Occasionally I stick a name from my past into the Google or Yahoo search engines to see if anyone I know is now famous. I get lucky on occasion and get to see a little of the life of people that helped shape my life. Last night I entered Edie Parish, who is the woman who talked me into putting in my application to be an Automation Specialist for the FAA. I talked her into applying for the same job and we both ended up getting selected. She also helped me with my studying at FSDPS school. She took great notes and would share them with me. So as long as I stayed awake in class I could put it all together and learn. She also helped me after I got the job because our manager needed to send someone to TAL programing school and since I had shown the most interest in learning the job in general he decided I should be the one. Trouble was that I had spent all my time actually working on the Tandem computer and messing around with the software and hadn't even started the prerequisite correspondence course. Edie had finished the course but she couldn't fly and also had to take care of her husband who was recovering from a bout of pancreatic cancer. So she tutored me so I could meet the requirements. The course was suppose to take like 3 months to finish and I had less then a month but with Edie's help I made it. I had to go in on a weekend to take the final test and didn't even receive the results until I had already started the class in OKC.
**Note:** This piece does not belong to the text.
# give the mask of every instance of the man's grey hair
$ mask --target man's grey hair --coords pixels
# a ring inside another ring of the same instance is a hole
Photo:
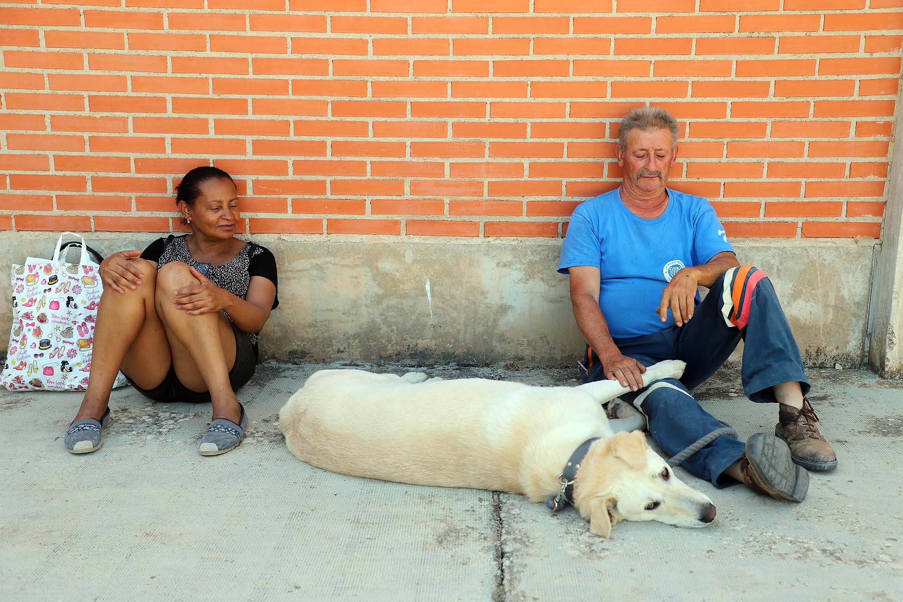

Edie was bound for bigger things than just an automation specialist so she was promoted to supervisor at Juneau AFSS less then 2 years after we opened the FSDPS. She went on to numerous other jobs in the Alaska Region and then moved to Washington D.C. to work at FAA headquarters. She had some mid level management positions at headquarters while I was still working but now she is a director of one of the divisions and acting director of another. That's like just below the FAA Administrator. The picture that accompanied the article about Edie reminded me how funny it is that as men age they go gray and many go bald. With women it seems they all go blond as Edie has.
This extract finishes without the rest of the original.